Legal niceties should never be considered when it is the Prime Minister who requests an inquiry

The Criminal Court for the second time gave a wrong interpretation of the law quashing the correct decision of the Court of Magistrates. The law states that whenever a report is made to the inquiring duty magistrate on any crime liable to more than three years’ imprisonment, then if the subject matter of the offence still exists, the state thereof, with each and every particular, shall be described and the instrument shall be indicated.

The law adds that for the purposes of any such investigation, an inquest on the spot shall be held.
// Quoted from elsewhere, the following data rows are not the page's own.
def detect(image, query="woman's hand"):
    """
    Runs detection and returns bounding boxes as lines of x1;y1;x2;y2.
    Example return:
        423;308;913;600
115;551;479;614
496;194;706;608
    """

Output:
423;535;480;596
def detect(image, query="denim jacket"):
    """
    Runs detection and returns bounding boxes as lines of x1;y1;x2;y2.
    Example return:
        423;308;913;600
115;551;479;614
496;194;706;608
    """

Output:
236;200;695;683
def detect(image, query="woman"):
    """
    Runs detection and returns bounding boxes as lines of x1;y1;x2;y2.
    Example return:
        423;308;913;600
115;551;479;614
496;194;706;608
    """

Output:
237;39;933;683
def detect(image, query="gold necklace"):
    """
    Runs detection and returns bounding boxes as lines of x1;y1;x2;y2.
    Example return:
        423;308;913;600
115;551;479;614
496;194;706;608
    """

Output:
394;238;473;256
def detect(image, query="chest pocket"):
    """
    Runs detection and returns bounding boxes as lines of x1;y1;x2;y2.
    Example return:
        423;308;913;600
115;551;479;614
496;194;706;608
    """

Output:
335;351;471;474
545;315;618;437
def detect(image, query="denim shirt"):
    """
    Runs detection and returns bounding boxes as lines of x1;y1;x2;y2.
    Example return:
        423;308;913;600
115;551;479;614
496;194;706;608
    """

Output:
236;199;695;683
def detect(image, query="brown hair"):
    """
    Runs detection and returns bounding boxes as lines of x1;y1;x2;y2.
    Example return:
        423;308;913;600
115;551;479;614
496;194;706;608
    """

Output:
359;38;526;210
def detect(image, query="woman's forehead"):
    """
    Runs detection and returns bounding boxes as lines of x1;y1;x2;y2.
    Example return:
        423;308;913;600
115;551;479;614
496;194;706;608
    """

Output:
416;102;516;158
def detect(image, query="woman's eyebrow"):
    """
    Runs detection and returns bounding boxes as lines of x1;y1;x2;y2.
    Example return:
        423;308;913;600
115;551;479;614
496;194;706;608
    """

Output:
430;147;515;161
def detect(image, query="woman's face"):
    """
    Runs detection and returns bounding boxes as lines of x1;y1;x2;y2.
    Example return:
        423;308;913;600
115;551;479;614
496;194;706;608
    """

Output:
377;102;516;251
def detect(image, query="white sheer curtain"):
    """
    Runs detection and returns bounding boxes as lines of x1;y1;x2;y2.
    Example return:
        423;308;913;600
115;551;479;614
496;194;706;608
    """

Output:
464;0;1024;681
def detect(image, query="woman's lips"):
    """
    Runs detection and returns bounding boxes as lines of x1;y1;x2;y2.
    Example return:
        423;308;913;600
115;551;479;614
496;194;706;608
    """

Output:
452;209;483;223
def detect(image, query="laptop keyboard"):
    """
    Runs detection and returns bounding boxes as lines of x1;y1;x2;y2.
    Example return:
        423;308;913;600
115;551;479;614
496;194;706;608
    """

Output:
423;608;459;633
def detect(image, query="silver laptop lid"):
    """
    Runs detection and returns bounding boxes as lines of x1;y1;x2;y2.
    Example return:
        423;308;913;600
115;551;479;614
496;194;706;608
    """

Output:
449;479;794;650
It is evident, particularly from the last sentence, that these details and tasks are the responsibility of the inquiring magistrate once he decides to hold an inquiry, not of the complainant. Proof of this is the fact that an inquest on the spot “shall be held”. A private individual cannot order such an inquest; only the court may!

We are now back to square one, for once again, the Criminal Court refused to take into consideration newspaper reports, investigative journalistic work and other indirect evidence.

In Malta that is not even enough to start a pre-trial investigation.

Richard Nixon would have been saved the embarrassment of impeachment proceedings in the Watergate affair, and eventual resignation from high office, if only the Maltese Criminal Court had been in charge of that investigation in 1974!

The only inquiry which was accepted and concluded since the new law came into force was the Egrant investigation requested by the Prime Minister.

I am still struggling to find under which legal provision in the Criminal Code, the Prime Minister requested an inquiry about himself. I found none.

But legal niceties should never be considered when it is the Prime Minister who requests an inquiry.

Who are we ordinary mortals to stand in his way? Is it a mere coincidence that all the inquires requested by private organisations have been stalled, are still pending, or indeed quashed before they even start, while the one requested by the Prime Minister is conveniently the only one to have been concluded? Who knows why?

What a far cry is this sorry state of affairs in the Maltese courts from the audacious judgments being delivered by the UK Supreme Court during the current Brexit crisis.

On September 24, the Supreme Court unanimously annulled a prorogation of Parliament, triggered by the UK Prime Minister, on the grounds of improper purpose.

In intruding on this hallowed ground of executive prerogative, the court, presided over by Lady Hale, stated that: “The fact that a legal dispute concerns the conduct of politicians or arises from a matter of political controversy, has never been a sufficient reason for the courts to refuse to consider it.”

We do not need judgments granting practical immunity to members of the higher echelons of government from being investigated.

Our system needs more accountability to the law courts, not less.

Tonio Borg is a former European Commissioner and lecturer in public law at the University of Malta.